Quite right. Thanks so much for staying in with me on #isolate publication day Chris. I love the sound of this book and I’m sure readers will want a few more details so you pour that strong tea and I’ll tell them more:

#isolate

‘We have gone so far down the slippery slope of progress, that we all now need to call a halt.

We are slaves to technology, we are polluting our planet at an alarming rate, and too many of our leaders are concerned with lining their own pockets rather than enabling hardworking citizens to thrive.

Even more astounding is the emerging evidence that responsibility for the glitch lay, not with cyber-terrorists, not with the #isolators, but with our own government.

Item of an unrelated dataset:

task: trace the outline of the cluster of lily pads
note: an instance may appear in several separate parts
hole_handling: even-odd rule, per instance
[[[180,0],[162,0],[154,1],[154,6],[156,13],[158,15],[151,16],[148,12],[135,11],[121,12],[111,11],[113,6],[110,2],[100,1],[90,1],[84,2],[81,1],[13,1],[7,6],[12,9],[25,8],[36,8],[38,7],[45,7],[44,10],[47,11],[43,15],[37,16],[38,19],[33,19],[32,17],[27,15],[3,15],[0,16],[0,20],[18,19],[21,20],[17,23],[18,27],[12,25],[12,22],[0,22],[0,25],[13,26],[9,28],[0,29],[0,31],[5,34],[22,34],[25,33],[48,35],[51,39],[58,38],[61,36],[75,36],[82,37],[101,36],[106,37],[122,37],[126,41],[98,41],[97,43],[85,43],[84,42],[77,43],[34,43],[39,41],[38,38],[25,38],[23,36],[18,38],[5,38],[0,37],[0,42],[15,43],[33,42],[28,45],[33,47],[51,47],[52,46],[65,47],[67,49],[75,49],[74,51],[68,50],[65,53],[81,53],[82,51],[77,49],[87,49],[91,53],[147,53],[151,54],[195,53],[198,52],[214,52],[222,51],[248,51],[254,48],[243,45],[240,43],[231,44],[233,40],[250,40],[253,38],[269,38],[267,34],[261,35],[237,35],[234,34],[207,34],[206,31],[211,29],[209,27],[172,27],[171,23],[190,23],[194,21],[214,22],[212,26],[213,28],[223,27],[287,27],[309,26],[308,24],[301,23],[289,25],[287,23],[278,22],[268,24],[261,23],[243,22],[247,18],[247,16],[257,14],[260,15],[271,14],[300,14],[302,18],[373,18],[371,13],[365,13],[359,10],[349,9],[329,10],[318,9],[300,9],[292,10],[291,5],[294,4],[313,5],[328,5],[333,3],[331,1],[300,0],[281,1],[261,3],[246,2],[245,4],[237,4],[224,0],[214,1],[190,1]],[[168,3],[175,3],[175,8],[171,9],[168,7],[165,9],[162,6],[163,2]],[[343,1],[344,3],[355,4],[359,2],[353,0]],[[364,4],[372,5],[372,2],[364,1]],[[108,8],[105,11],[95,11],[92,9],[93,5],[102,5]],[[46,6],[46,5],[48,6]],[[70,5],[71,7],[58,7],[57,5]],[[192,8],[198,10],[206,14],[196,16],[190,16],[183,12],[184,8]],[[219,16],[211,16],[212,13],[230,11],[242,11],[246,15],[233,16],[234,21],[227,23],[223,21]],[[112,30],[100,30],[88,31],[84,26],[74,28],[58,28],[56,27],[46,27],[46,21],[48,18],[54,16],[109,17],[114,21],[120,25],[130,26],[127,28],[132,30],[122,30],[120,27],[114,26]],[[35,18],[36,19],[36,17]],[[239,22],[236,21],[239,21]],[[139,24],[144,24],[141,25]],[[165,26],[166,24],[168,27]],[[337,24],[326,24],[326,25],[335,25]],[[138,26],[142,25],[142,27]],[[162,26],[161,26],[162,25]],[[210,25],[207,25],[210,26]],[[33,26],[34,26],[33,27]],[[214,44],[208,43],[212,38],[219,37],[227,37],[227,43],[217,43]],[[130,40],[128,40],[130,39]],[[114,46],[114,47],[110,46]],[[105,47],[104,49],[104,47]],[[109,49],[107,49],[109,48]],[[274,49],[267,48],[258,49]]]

Friends, there is a way forward …’ Robin FitzWilliam, summer 2025

Set after the events of the glitch, Miranda investigates who is behind the series of attacks on national infrastructure in a race against time to prevent a total lockdown of technology. Her arch enemy, Robin, a misfit who is bold enough to speak out, and who lures mavericks into making an ethical stand to challenge the status quo, might be her only hope.

Now, framed with murder and on the run from the authorities, Miranda is determined to get as deep into Robin’s campaigns as she can, to live and breathe Robin, not only to be her shadow, but to be her. Meanwhile, #isolate is gaining momentum, playing out in the countryside and the cities against the backdrop of a looming general election.

An ingenious algorithm is used to promote #Spoiler: ‘Legitimately spoil your ballot paper and be counted.

Make a difference!’ How is it all linked? But more importantly, who can she trust?

Published by Burton Mayers today, 15th October 2021, #isolate is available for purchase in all the usual places including Blackwell’s and Hive.

About Chris Malone

Following retirement from a busy education career, Chris’s first two novels, Zade and #stoptheglitch were published in 2020. Chris was the first female thriller author to join Burton Mayers Books. The second novel in the Glitch series, #isolate, is released a year after publication of #stoptheglitch.

Having returned, with her husband, to live in Herefordshire, Chris is now enjoying a quieter pace of life, renovating the house, rewilding the garden, reading, writing and campaigning. She has willingly swapped her smart black heels for sturdy boots.